OTHER THINGS TO CHARGE FOR
A few things AE and their competitors could probably charge for (note that I think that grad students are a much larger market than their professors):
- Marketplace for editing.
- Autogenerated lists of "interesting" articles/books based on user input (e.g., articles the user likes, keyword analysis of a draft of a paper, etc.). The tech and algo concepts exist to do this, but I think the people how can do it have bigger fish to fry.
- EndNote competitor that works really well. All the pieces for a (near-)perfect product are out there, but no one has really put them together in one place.
- Repos for grad student work and papers and/or for research teams. There is a lot of potential here, many of which I would have loved to have on both the student and professor ends:
a) tracking student research progress (e.g., data collection commits, draft commits, etc.)

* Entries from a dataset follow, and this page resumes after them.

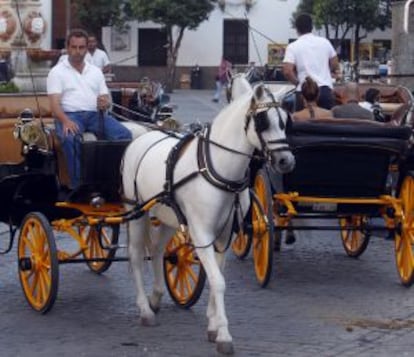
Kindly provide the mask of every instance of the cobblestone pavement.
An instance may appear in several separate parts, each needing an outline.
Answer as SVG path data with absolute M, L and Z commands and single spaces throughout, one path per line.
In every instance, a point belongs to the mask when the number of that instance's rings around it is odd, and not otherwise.
M 181 118 L 205 121 L 218 110 L 211 96 L 177 91 L 173 101 Z M 0 227 L 0 243 L 5 229 Z M 393 242 L 373 237 L 352 259 L 338 233 L 312 233 L 282 246 L 266 289 L 256 283 L 251 256 L 239 261 L 229 252 L 225 299 L 235 356 L 412 356 L 414 296 L 399 283 Z M 58 236 L 57 244 L 71 243 Z M 166 295 L 160 325 L 145 328 L 138 323 L 127 263 L 114 263 L 101 276 L 83 264 L 59 269 L 57 301 L 42 316 L 25 301 L 15 249 L 0 256 L 1 357 L 216 355 L 206 338 L 208 286 L 190 310 Z

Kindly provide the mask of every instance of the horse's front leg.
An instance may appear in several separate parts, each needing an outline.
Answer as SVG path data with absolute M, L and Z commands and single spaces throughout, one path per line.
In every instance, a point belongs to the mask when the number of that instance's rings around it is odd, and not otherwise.
M 215 253 L 217 264 L 220 268 L 220 271 L 224 272 L 224 262 L 225 254 L 224 253 Z M 216 342 L 217 339 L 217 323 L 216 323 L 216 304 L 214 300 L 213 291 L 210 289 L 207 305 L 207 318 L 208 318 L 208 340 L 209 342 Z
M 164 251 L 168 241 L 173 237 L 175 231 L 163 224 L 151 227 L 151 262 L 154 271 L 154 285 L 149 297 L 151 309 L 157 313 L 161 306 L 164 295 Z
M 214 241 L 214 235 L 212 233 L 205 234 L 201 231 L 190 230 L 190 234 L 191 237 L 193 237 L 196 246 L 203 246 L 206 242 Z M 204 239 L 199 240 L 198 237 L 203 237 Z M 211 316 L 208 316 L 208 335 L 212 337 L 214 331 L 217 331 L 215 342 L 218 352 L 233 354 L 233 339 L 228 329 L 228 321 L 224 306 L 226 284 L 216 261 L 214 248 L 213 246 L 209 246 L 208 248 L 197 249 L 197 254 L 203 264 L 210 284 L 210 302 L 207 314 L 211 314 Z
M 137 289 L 137 306 L 140 311 L 141 324 L 156 324 L 148 298 L 145 294 L 143 271 L 145 239 L 148 239 L 149 220 L 146 216 L 128 223 L 128 254 Z

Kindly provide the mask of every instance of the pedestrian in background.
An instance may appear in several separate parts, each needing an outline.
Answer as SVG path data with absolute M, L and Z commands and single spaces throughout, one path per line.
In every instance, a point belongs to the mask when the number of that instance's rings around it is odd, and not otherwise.
M 213 96 L 213 102 L 220 101 L 223 88 L 228 84 L 231 77 L 232 64 L 224 57 L 221 58 L 221 63 L 216 75 L 216 92 Z
M 303 109 L 300 90 L 307 76 L 313 78 L 319 86 L 318 105 L 331 109 L 332 74 L 340 76 L 336 51 L 326 38 L 312 33 L 313 23 L 310 15 L 298 15 L 295 27 L 299 38 L 286 47 L 283 74 L 296 86 L 296 110 Z
M 131 140 L 130 131 L 106 113 L 111 99 L 102 71 L 86 61 L 88 34 L 72 30 L 67 56 L 47 76 L 47 94 L 56 133 L 64 150 L 70 188 L 80 184 L 80 135 L 85 131 L 107 140 Z
M 99 67 L 103 73 L 111 72 L 111 63 L 105 51 L 98 48 L 98 40 L 95 35 L 88 36 L 88 52 L 92 57 L 92 63 Z
M 348 82 L 344 90 L 345 103 L 332 108 L 333 116 L 335 118 L 374 120 L 374 114 L 359 105 L 360 97 L 358 84 Z

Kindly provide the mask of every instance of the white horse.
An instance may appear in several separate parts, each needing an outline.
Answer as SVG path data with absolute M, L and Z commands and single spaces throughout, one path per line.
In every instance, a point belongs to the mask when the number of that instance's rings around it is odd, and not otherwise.
M 158 311 L 164 293 L 164 248 L 183 223 L 177 218 L 179 211 L 186 218 L 188 233 L 210 284 L 208 339 L 216 342 L 219 352 L 233 353 L 221 272 L 224 251 L 231 237 L 230 218 L 235 197 L 239 192 L 246 192 L 248 166 L 255 149 L 264 152 L 280 172 L 293 169 L 295 160 L 286 144 L 286 121 L 286 113 L 271 93 L 258 85 L 224 108 L 211 127 L 187 143 L 179 155 L 172 155 L 176 158 L 172 164 L 168 164 L 169 158 L 172 152 L 180 151 L 176 146 L 180 140 L 163 132 L 144 134 L 127 148 L 122 168 L 127 202 L 148 202 L 155 196 L 165 195 L 166 187 L 172 187 L 168 198 L 175 202 L 171 206 L 163 201 L 166 204 L 160 202 L 152 208 L 151 215 L 161 222 L 156 234 L 149 234 L 148 214 L 128 225 L 129 256 L 143 325 L 156 323 L 154 311 Z M 241 201 L 246 200 L 247 192 L 241 197 Z M 241 206 L 247 211 L 248 201 Z M 126 207 L 131 209 L 134 204 Z M 143 281 L 146 253 L 152 257 L 154 270 L 153 291 L 149 297 L 145 295 Z

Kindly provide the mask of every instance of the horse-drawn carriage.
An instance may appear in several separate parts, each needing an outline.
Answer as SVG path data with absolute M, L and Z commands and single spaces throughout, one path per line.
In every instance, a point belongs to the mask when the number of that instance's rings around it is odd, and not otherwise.
M 128 222 L 129 260 L 142 323 L 155 323 L 163 280 L 173 300 L 189 307 L 208 277 L 208 338 L 219 352 L 233 353 L 221 273 L 233 231 L 228 217 L 243 216 L 247 210 L 246 171 L 255 149 L 281 172 L 292 169 L 286 122 L 279 103 L 258 85 L 197 133 L 153 127 L 131 144 L 82 141 L 81 185 L 66 192 L 65 163 L 45 120 L 34 120 L 28 112 L 18 120 L 0 119 L 0 143 L 6 144 L 0 153 L 8 153 L 0 161 L 0 220 L 10 226 L 10 239 L 1 253 L 12 250 L 19 232 L 18 272 L 30 306 L 42 313 L 53 306 L 60 264 L 86 262 L 102 273 L 112 261 L 124 260 L 115 253 L 119 226 Z M 77 249 L 58 247 L 55 231 L 73 238 Z M 141 266 L 148 259 L 154 270 L 149 297 Z
M 406 88 L 373 83 L 359 85 L 361 96 L 373 86 L 380 90 L 387 123 L 338 118 L 292 122 L 287 136 L 295 169 L 278 175 L 253 162 L 252 206 L 232 247 L 243 259 L 253 246 L 262 287 L 269 282 L 282 232 L 292 230 L 340 231 L 351 257 L 365 251 L 374 231 L 388 231 L 395 237 L 402 284 L 414 282 L 413 98 Z M 334 88 L 337 104 L 343 90 L 343 85 Z M 381 217 L 385 224 L 375 219 Z
M 120 224 L 154 203 L 130 212 L 122 205 L 119 167 L 129 141 L 82 140 L 81 185 L 68 190 L 66 162 L 53 121 L 45 119 L 50 115 L 45 99 L 36 112 L 43 119 L 30 110 L 17 119 L 0 119 L 0 221 L 10 227 L 8 240 L 2 233 L 0 254 L 10 252 L 18 236 L 20 282 L 29 305 L 41 313 L 55 302 L 61 264 L 84 262 L 101 274 L 113 261 L 127 260 L 116 256 L 123 247 Z M 72 238 L 76 248 L 58 244 L 55 233 Z M 165 281 L 172 299 L 189 307 L 200 296 L 205 273 L 181 241 L 177 234 L 167 246 Z

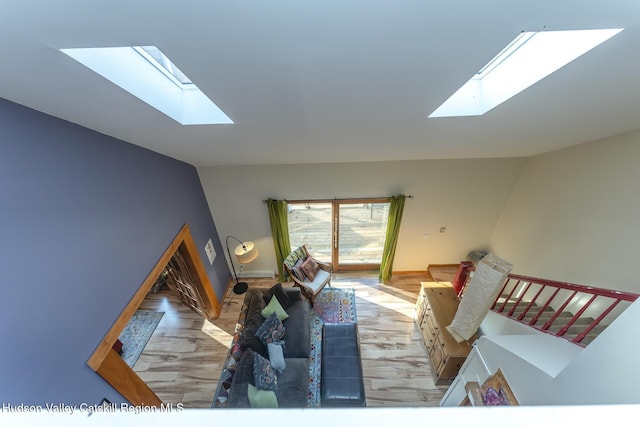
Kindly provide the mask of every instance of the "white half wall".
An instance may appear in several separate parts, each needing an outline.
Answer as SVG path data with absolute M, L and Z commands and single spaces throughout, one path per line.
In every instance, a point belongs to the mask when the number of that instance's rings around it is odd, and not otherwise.
M 528 159 L 491 239 L 514 273 L 640 292 L 640 131 Z
M 198 173 L 223 245 L 227 235 L 256 242 L 260 257 L 244 266 L 245 273 L 277 271 L 263 200 L 402 193 L 414 198 L 405 204 L 394 270 L 419 271 L 457 263 L 470 250 L 488 246 L 524 163 L 505 158 L 209 166 Z

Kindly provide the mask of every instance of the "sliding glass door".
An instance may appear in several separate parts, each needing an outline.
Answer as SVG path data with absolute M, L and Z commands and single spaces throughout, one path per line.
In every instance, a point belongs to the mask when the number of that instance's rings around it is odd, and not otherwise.
M 334 271 L 377 269 L 388 217 L 386 198 L 290 201 L 291 247 L 305 244 Z

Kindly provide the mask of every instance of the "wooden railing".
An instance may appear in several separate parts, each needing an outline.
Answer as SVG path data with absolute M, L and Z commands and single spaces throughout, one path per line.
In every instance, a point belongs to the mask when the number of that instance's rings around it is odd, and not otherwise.
M 453 283 L 459 296 L 473 270 L 471 263 L 460 264 Z M 491 310 L 584 347 L 639 296 L 509 274 Z

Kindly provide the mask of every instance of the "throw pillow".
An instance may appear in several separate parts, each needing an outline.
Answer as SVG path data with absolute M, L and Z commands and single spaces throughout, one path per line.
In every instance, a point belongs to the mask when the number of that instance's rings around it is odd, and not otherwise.
M 256 331 L 256 337 L 265 345 L 273 341 L 280 341 L 284 336 L 284 325 L 276 313 L 271 313 Z
M 278 378 L 267 359 L 258 353 L 253 354 L 253 382 L 261 390 L 278 388 Z
M 240 344 L 242 350 L 250 348 L 266 357 L 268 354 L 267 347 L 265 347 L 260 338 L 255 336 L 262 322 L 264 322 L 264 318 L 260 311 L 249 313 L 245 320 L 244 328 L 242 328 L 238 344 Z
M 287 292 L 282 287 L 282 283 L 276 283 L 269 290 L 263 292 L 262 298 L 264 299 L 264 303 L 269 304 L 269 301 L 271 301 L 271 298 L 274 296 L 278 298 L 280 305 L 285 310 L 291 305 L 289 295 L 287 295 Z
M 273 391 L 260 390 L 249 384 L 247 389 L 249 405 L 252 408 L 277 408 L 278 398 Z
M 269 301 L 269 304 L 267 304 L 264 310 L 262 310 L 262 317 L 266 319 L 267 317 L 271 316 L 272 313 L 276 313 L 278 319 L 280 319 L 281 322 L 289 318 L 287 312 L 284 311 L 284 308 L 282 308 L 282 306 L 280 305 L 280 301 L 278 301 L 278 298 L 275 297 L 272 297 L 271 301 Z
M 296 276 L 296 279 L 300 280 L 301 282 L 304 282 L 304 279 L 307 278 L 307 275 L 304 274 L 304 271 L 302 271 L 302 263 L 304 262 L 304 259 L 300 258 L 293 267 L 291 267 L 291 274 L 293 274 L 294 276 Z
M 282 345 L 282 341 L 273 341 L 267 344 L 267 350 L 269 351 L 269 363 L 271 363 L 271 367 L 277 373 L 281 373 L 286 367 Z
M 304 271 L 304 274 L 306 274 L 311 281 L 316 278 L 316 273 L 318 272 L 318 270 L 320 270 L 318 263 L 315 259 L 313 259 L 312 256 L 309 256 L 306 260 L 304 260 L 301 268 L 302 271 Z

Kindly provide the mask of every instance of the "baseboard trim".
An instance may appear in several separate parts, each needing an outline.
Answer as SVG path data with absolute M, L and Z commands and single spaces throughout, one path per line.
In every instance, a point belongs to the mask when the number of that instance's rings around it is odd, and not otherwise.
M 415 274 L 427 274 L 429 271 L 428 270 L 415 270 L 415 271 L 411 271 L 411 270 L 406 270 L 406 271 L 393 271 L 392 272 L 392 276 L 408 276 L 408 275 L 415 275 Z
M 276 274 L 269 270 L 248 270 L 238 273 L 238 279 L 272 279 L 274 277 L 276 277 Z
M 459 266 L 459 265 L 460 265 L 460 263 L 458 263 L 458 264 L 429 264 L 429 265 L 427 266 L 427 270 L 429 270 L 429 268 L 431 268 L 431 267 L 440 267 L 440 268 L 443 268 L 443 267 L 457 267 L 457 266 Z

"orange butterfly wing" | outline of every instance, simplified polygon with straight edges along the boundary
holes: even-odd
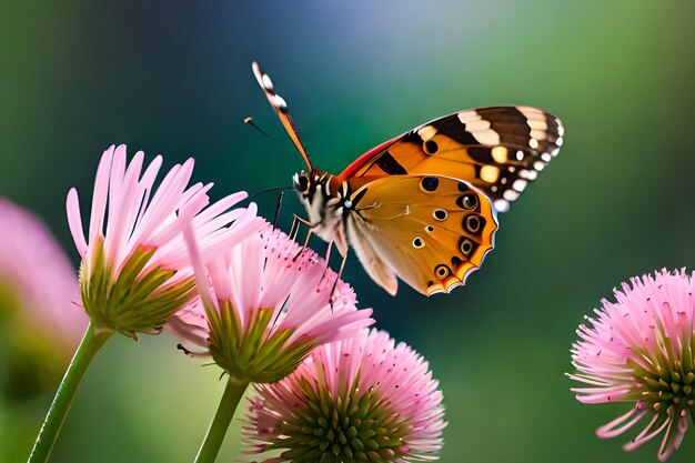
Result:
[[[350,243],[370,276],[395,294],[401,278],[423,294],[450,292],[494,245],[497,220],[475,187],[442,175],[373,180],[351,195]]]
[[[471,182],[505,212],[557,155],[563,134],[561,121],[537,108],[459,111],[367,151],[333,181],[354,191],[390,175],[445,175]]]

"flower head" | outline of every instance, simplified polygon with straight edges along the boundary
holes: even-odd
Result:
[[[681,444],[695,411],[693,285],[685,270],[633,278],[614,291],[615,303],[603,300],[603,309],[577,330],[580,341],[572,349],[577,373],[570,375],[585,384],[573,389],[577,400],[634,404],[600,427],[600,437],[642,422],[625,450],[663,434],[658,459],[664,461]]]
[[[356,310],[354,292],[335,282],[323,260],[270,224],[207,269],[197,259],[191,232],[201,302],[173,316],[169,329],[190,353],[211,355],[239,381],[278,381],[316,345],[374,322],[371,310]]]
[[[243,427],[266,463],[436,460],[444,407],[427,363],[384,332],[326,344],[290,376],[258,384]]]
[[[78,281],[41,220],[0,198],[0,391],[22,399],[56,386],[87,316]]]
[[[124,145],[104,151],[94,181],[89,241],[78,193],[72,189],[68,194],[68,221],[82,256],[84,310],[97,328],[132,338],[158,332],[197,295],[181,223],[192,221],[204,258],[242,239],[256,223],[253,204],[225,212],[245,193],[204,209],[212,184],[189,187],[192,159],[174,165],[154,189],[162,158],[154,158],[144,172],[143,158],[139,151],[127,165]]]

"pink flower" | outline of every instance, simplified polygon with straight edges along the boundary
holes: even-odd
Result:
[[[189,187],[193,160],[174,165],[154,189],[162,164],[143,170],[142,151],[127,164],[125,147],[104,151],[94,181],[85,239],[78,193],[68,193],[68,221],[82,256],[80,288],[84,310],[98,329],[131,338],[158,332],[167,319],[197,295],[181,234],[192,221],[203,259],[243,239],[258,225],[255,205],[229,208],[245,193],[231,194],[205,209],[212,183]]]
[[[266,463],[436,460],[444,407],[427,362],[387,333],[361,330],[316,349],[290,376],[254,385],[242,429]]]
[[[352,289],[316,254],[270,224],[213,259],[205,269],[190,242],[201,302],[177,313],[169,330],[192,354],[211,355],[240,382],[290,374],[316,345],[372,324]],[[209,276],[209,278],[208,278]]]
[[[87,328],[74,270],[41,220],[0,198],[0,389],[26,397],[60,380]]]
[[[629,402],[633,407],[601,426],[600,437],[615,437],[637,423],[643,430],[624,449],[632,451],[663,434],[658,459],[681,444],[695,406],[693,275],[663,270],[631,279],[616,302],[603,300],[596,316],[577,330],[572,348],[574,387],[583,403]]]

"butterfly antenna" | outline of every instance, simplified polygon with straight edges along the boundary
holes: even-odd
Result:
[[[282,143],[280,140],[278,140],[275,137],[271,135],[270,133],[268,133],[265,130],[261,129],[255,122],[253,122],[253,118],[249,117],[249,118],[244,118],[244,123],[251,125],[252,128],[254,128],[255,130],[258,130],[259,132],[261,132],[263,135],[265,135],[266,138],[269,138],[270,140],[274,141],[275,143],[278,143],[283,150],[290,152],[294,159],[296,159],[300,162],[304,162],[302,160],[302,158],[300,158],[300,155],[296,153],[296,151],[291,150],[290,148],[288,148],[286,144]]]
[[[282,198],[284,197],[284,191],[281,191],[278,195],[278,204],[275,205],[275,217],[273,218],[273,227],[278,227],[278,219],[280,218],[280,208],[282,207]]]

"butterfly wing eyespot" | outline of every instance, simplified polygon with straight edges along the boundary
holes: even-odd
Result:
[[[395,275],[423,294],[450,292],[494,245],[497,221],[490,199],[459,179],[397,175],[369,182],[357,194],[355,212],[346,218],[348,240],[391,293]]]
[[[462,179],[505,212],[557,155],[563,137],[561,121],[533,107],[459,111],[366,152],[338,178],[434,173]]]

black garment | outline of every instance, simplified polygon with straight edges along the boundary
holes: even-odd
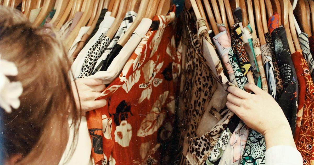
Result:
[[[298,81],[288,47],[286,31],[283,27],[281,26],[274,30],[272,33],[272,39],[283,82],[284,91],[278,103],[289,122],[292,132],[294,132],[297,109]]]
[[[102,22],[102,21],[104,20],[104,18],[105,17],[105,15],[106,14],[106,12],[108,11],[108,9],[106,8],[103,8],[101,10],[101,12],[100,13],[100,15],[99,15],[99,18],[98,18],[98,20],[97,20],[97,23],[96,23],[96,26],[95,27],[95,28],[94,29],[94,30],[93,30],[93,32],[92,32],[91,34],[90,34],[90,35],[89,36],[89,37],[88,38],[87,40],[86,40],[86,42],[85,42],[85,44],[84,44],[84,46],[85,46],[85,45],[88,42],[88,41],[92,38],[92,37],[94,36],[95,34],[97,32],[97,31],[98,30],[98,29],[99,28],[99,25],[100,25],[100,23]]]
[[[110,66],[111,62],[113,61],[113,59],[116,58],[116,57],[119,54],[120,52],[120,51],[122,49],[123,46],[119,44],[116,44],[113,46],[112,50],[110,54],[108,55],[104,61],[103,64],[102,64],[100,71],[106,71],[108,69],[108,67]],[[101,66],[101,65],[100,65]]]

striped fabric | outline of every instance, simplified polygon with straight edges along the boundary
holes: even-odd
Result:
[[[303,55],[309,65],[311,77],[312,79],[314,79],[314,60],[310,50],[310,44],[307,35],[303,32],[300,33],[299,35],[299,41],[303,51]]]
[[[112,48],[118,43],[120,38],[122,38],[123,36],[128,28],[132,24],[132,23],[135,20],[137,15],[137,13],[133,11],[130,11],[126,14],[125,17],[123,19],[123,21],[121,23],[120,27],[119,27],[118,29],[119,30],[117,32],[112,41],[109,44],[108,47],[105,50],[105,52],[101,55],[100,58],[97,60],[97,62],[95,66],[95,67],[94,68],[94,71],[93,72],[92,74],[94,74],[96,72],[100,70],[103,64],[106,63],[105,62],[105,61],[106,59],[108,58],[109,59],[109,58],[107,57],[107,56],[108,56],[110,55]]]

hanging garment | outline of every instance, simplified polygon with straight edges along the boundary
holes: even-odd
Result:
[[[120,45],[121,46],[119,46],[119,45],[116,46],[115,49],[114,49],[114,46],[116,45],[120,40],[120,38],[123,36],[127,29],[128,29],[128,28],[131,26],[132,23],[135,20],[137,14],[136,13],[133,11],[130,11],[127,13],[125,17],[123,19],[122,22],[121,23],[121,24],[120,25],[120,27],[118,29],[119,30],[116,34],[112,40],[110,42],[110,44],[108,45],[108,47],[101,55],[100,58],[97,60],[92,74],[94,74],[100,70],[100,69],[103,65],[106,65],[107,67],[109,67],[109,65],[108,64],[108,60],[109,59],[112,59],[113,57],[111,58],[109,57],[107,59],[107,57],[110,57],[111,56],[112,56],[110,54],[112,51],[113,51],[112,54],[115,54],[116,56],[119,54],[119,52],[122,49],[122,46],[121,45]],[[146,32],[145,32],[145,33],[146,33]],[[108,67],[107,67],[107,68]],[[106,69],[101,70],[105,71],[106,70]]]
[[[240,164],[249,132],[249,128],[241,121],[230,137],[218,164]]]
[[[203,42],[210,40],[207,29],[203,28],[205,20],[203,18],[198,20],[196,29],[192,10],[186,10],[184,14],[183,24],[187,26],[182,33],[186,36],[181,39],[187,42],[186,52],[183,53],[186,56],[182,57],[185,59],[181,76],[184,86],[180,90],[179,106],[181,108],[178,112],[180,117],[178,127],[180,138],[175,160],[178,164],[203,164],[233,114],[223,108],[226,92],[222,84],[217,83],[220,82],[216,78],[218,74],[213,73],[209,66],[210,61],[205,57],[217,55],[214,50],[209,52],[208,48],[202,49],[202,45],[213,46]],[[203,39],[204,36],[207,39]]]
[[[273,41],[272,40],[272,36],[270,35],[270,34],[269,32],[265,33],[265,39],[266,40],[266,42],[270,46],[270,54],[272,58],[272,62],[273,62],[273,65],[274,67],[274,70],[275,72],[275,78],[276,79],[276,88],[278,92],[277,96],[277,100],[278,98],[279,98],[281,96],[281,93],[283,91],[283,89],[282,79],[281,79],[281,76],[280,75],[280,72],[279,72],[279,68],[277,64],[277,60],[276,59],[276,55],[275,54],[275,47],[273,44]],[[268,86],[269,87],[269,86]]]
[[[34,8],[30,10],[30,16],[28,18],[28,20],[31,23],[34,22],[38,16],[38,14],[39,14],[41,10],[41,8]]]
[[[239,124],[239,121],[240,119],[236,116],[235,115],[232,117],[206,160],[206,165],[218,165],[219,163],[230,138]]]
[[[78,42],[77,45],[70,57],[70,59],[72,60],[72,61],[75,61],[78,55],[78,54],[82,51],[84,46],[84,45],[85,45],[86,41],[89,37],[89,35],[87,33],[85,33],[83,35],[81,40]]]
[[[100,23],[99,29],[94,35],[88,42],[88,43],[84,46],[82,51],[80,52],[78,56],[73,62],[71,67],[71,69],[73,72],[74,77],[75,78],[78,77],[82,72],[83,65],[84,64],[85,60],[88,61],[88,58],[95,51],[96,48],[98,46],[98,48],[102,50],[104,49],[103,47],[100,45],[98,45],[99,42],[102,40],[102,43],[103,44],[106,43],[106,41],[109,41],[108,37],[105,37],[105,35],[108,31],[110,27],[112,24],[115,20],[115,18],[110,16],[111,12],[107,12],[106,13],[104,20]],[[103,39],[103,37],[104,38]],[[102,40],[104,39],[104,40]],[[110,39],[109,39],[110,40]],[[109,43],[108,43],[109,44]],[[98,50],[99,51],[99,50]],[[99,52],[97,54],[94,55],[100,56],[102,53]],[[96,61],[95,62],[95,63]],[[88,67],[87,66],[87,67]],[[90,67],[86,67],[87,70]]]
[[[252,28],[249,24],[244,28],[243,27],[241,22],[239,22],[239,24],[241,31],[243,46],[246,54],[247,55],[252,68],[251,71],[254,78],[254,82],[255,85],[260,88],[262,88],[262,80],[259,74],[259,70],[256,61],[256,58],[252,41]]]
[[[218,55],[223,62],[224,68],[229,76],[230,82],[238,87],[236,79],[232,67],[229,60],[228,53],[231,49],[231,39],[230,35],[227,32],[224,25],[219,24],[218,28],[220,32],[213,37]]]
[[[275,46],[276,59],[283,82],[284,91],[279,98],[278,103],[288,119],[293,132],[295,127],[298,81],[289,50],[286,31],[283,26],[278,26],[278,24],[276,24],[277,17],[279,18],[278,15],[274,15],[270,18],[268,24],[268,28],[273,32],[272,38]],[[275,29],[276,26],[277,27]]]
[[[179,77],[172,76],[177,70],[170,69],[180,63],[171,41],[175,8],[170,15],[154,17],[152,24],[158,26],[151,26],[143,39],[146,43],[131,55],[132,64],[123,69],[128,72],[122,72],[126,75],[115,79],[99,98],[107,104],[88,113],[96,164],[159,164],[160,147],[171,141]]]
[[[314,83],[306,60],[301,53],[300,50],[291,55],[300,87],[295,139],[297,148],[303,157],[303,164],[309,165],[314,161],[312,110],[314,108]]]
[[[307,61],[311,72],[312,79],[314,79],[314,60],[310,50],[310,44],[309,43],[308,37],[306,33],[302,32],[299,35],[299,41],[300,45],[302,49],[303,55],[305,60]]]
[[[314,36],[309,37],[309,43],[310,44],[310,50],[312,57],[314,59]]]
[[[106,8],[103,8],[101,9],[101,11],[100,12],[100,15],[99,15],[99,17],[98,17],[98,19],[97,20],[97,22],[96,23],[96,26],[95,26],[95,28],[94,28],[94,29],[93,30],[93,31],[92,33],[91,33],[90,35],[89,35],[89,37],[88,37],[87,40],[86,40],[85,42],[85,44],[84,44],[84,46],[86,44],[87,44],[88,41],[89,41],[89,40],[92,39],[94,36],[96,34],[96,32],[98,31],[98,29],[99,29],[99,26],[100,26],[100,24],[102,22],[102,21],[104,20],[104,19],[105,18],[105,16],[106,14],[106,13],[108,11],[108,9]]]
[[[71,57],[72,56],[72,54],[76,49],[78,43],[82,40],[83,35],[84,35],[84,34],[85,34],[87,32],[90,28],[90,26],[83,26],[80,29],[78,34],[77,36],[76,36],[76,38],[74,40],[74,41],[73,41],[73,44],[71,45],[71,47],[69,51],[69,52],[68,53],[68,56],[70,58],[71,61],[74,61],[74,60],[75,60],[75,58],[71,58]],[[76,56],[75,56],[75,57],[76,58]]]
[[[106,84],[111,83],[120,74],[120,79],[122,79],[122,78],[121,75],[126,75],[126,73],[125,72],[128,71],[129,66],[133,64],[133,61],[129,60],[127,63],[132,53],[135,50],[139,44],[145,45],[147,43],[147,40],[142,40],[142,39],[144,38],[146,32],[148,31],[152,24],[152,20],[149,19],[143,18],[142,19],[141,23],[134,31],[131,38],[119,51],[118,55],[112,61],[108,69],[106,71],[99,71],[95,74],[89,76],[88,77],[90,78],[100,79],[102,80],[103,83]],[[145,43],[143,43],[143,42]],[[112,51],[113,51],[113,53],[115,53],[115,51],[113,50]],[[124,67],[127,69],[122,71]],[[126,81],[126,80],[124,81]]]
[[[268,93],[277,100],[278,93],[276,89],[275,69],[272,61],[273,52],[272,50],[270,45],[267,42],[261,45],[261,51],[266,79],[268,84]]]
[[[231,45],[233,52],[237,56],[237,60],[241,71],[245,76],[252,69],[247,54],[242,44],[242,33],[239,24],[232,25],[231,32]]]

b) collaborative resource development and/or sharing (e.g., data sets, citation lists, etc.)
c) peer review (both inside and outside of a student's school and department)
d) aggregated publication outlets for stance pieces or small exploratory studies that rarely get published but often provide valuable insights
e) a variety of writing models for other students to learn from
FOR THE GOOD OF ACADEMICS
A few things that they could reach to do for the good of academics but probably won't due to minimal profit potential:
- Facilitate the development of a large number of online journals with decent standards. All of the pieces are there on a site like AE, but there needs to be a ringleader or evangelist. This proliferation of peer reviewed publications with a decent level of standards would remove a lot of the politics from academic publishing and would let the market of ideas determine which research is most important.
- Connecting researchers (both students and academics) with similar research interests. You would think the internet would make this easy, but my personal experiences and the experiences I have witnessed of others suggests otherwise.
- Tracking and teaching people about their intellectual heritage -- for example, what are the branches of Whiteheadian philosophy, which branch are you in, and how does your branch compare and contrast with other branches.
Richard is a smart guy, and I wouldn't be too quick to bet against him. While AE isn't the most pleasant site to use in its current state, I think there is a lot of potential for something great to happen. I look forward to hearing more about AE's journey to bring that greatness to be.